La consommation d’antibiotiques (20 %)
Parce qu’on n’a pas toujours besoin d’antibiotiques, le ministère a instauré un nouvel indicateur composite de bon usage des antibiotiques (ICATB), qui mesure leur consommation.
La surveillance des infections du site opératoire (10 %)
Les établissements chirurgicaux sont fortement incités à suivre les patients opérés pour s’assurer qu’ils n’ont pas contracté d’infection. L’indicateur Surviso mesure l’ampleur de ce suivi
.”

Je rappelle qu’une infection est dite nosocomiale si elle est absente à l’admission à l’hôpital. On en parle de plus en plus de cette plaie (sans vouloir faire de jeu de mots) pour les hôpitaux – qui a d’ailleurs coûté une jambe à Guillaume Depardieu tient (fin de la parenthèse pipole) – devenue un véritable problème de santé publique et, à raison, une préoccupation majeure du ministère en charge.

Pour en revenir à notre classement, les établissements de même type (CHU, Centre Hospitalier, clinique privée etc.) sont donc classés en 5 catégories (A, B, C, D ou E) en fonction de leur score agrégé sur 100.

Un cas concret ? Prenons le CHU de Fort-de-France par exemple. Il est donc avant dernier de palmarès des CHU et CHR nationaux et classé C avec un score général de 62,64/100. Toutefois, je rappelle qu’il s’agit d’un score agrégé et qu’à chacun des 4 indicateur indiqué plus haut correspond un score chiffré associé à une performance sous forme de classe. C’est donc bien la classe qui prime ici. Ainsi, en s’y intéressant de plus près on apprend que les établissements classés B, C ou D (en score agrégé) sont dans une situation intermédiaire autrement dit, ni très en avance (classe A) mais pas en retard non plus par contre (classe E) dans les différents domaines explorés au travers des quatre indicateurs de la prévention des infections nosocomiales. En gros avant dernier certes mais avant dernier avec une classe E aurait été beaucoup… beaucoup plus problématique… Classé C soit dans le peloton (74% des établissements sont classés C ou D) des établissement hospitaliers français autrement dit la grande majorité !

Dans le détail au CHU de Fort-de-France:
- l’indice ICALIN est à 94,50 (classe B)
- l’indice ICSHA est à 32,80% des objectifs réalisés (classe C)
- l’indice ICATB est de 11/20 (classe D)
- le SURVISO est en place (les patients opérés sont suivis pour savoir s’ils n’ont pas contractés de maladie nosocomiale).

Qu’est-ce que ça veut dire concrètement ? Deux choses: qu’il reste à améliorer tout ce qui est en rapport avec l’hygiène des mains (ICSHA) et avec le bon usage des antibiotiques (ICATB).
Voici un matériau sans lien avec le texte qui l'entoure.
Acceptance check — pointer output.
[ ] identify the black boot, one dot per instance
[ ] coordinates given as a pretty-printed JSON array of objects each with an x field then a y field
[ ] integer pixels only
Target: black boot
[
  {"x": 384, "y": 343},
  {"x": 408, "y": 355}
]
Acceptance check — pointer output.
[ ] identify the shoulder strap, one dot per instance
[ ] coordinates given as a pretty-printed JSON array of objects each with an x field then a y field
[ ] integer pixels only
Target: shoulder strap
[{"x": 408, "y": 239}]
Je vous vois venir… L’hygiène des mains ? Non, les soignants antillais ne sont pas plus “malpropres” que les autres ! Malheureusement, 75% des établissements sont classés C ou D pour l’ICSHA et seulement 12 % en A et B à savoir que ceux qui veulent partir “en France” se faire soigner parce que l’hygiène est défectueuse au CHU de Fort-de-France feraient mieux de se renseigner parce que le problème est bien national d’où la création de la journée “Hygiène des mains” d’ailleurs ! Je n’ai pu m’empêcher de noter pour finir qu’un meilleur l’indice ICATB aurait peut-être fait la différence au niveau du classement donc de l’image.
De plus, sur les indices considérés croyez-le ou non, le CHU est en progression.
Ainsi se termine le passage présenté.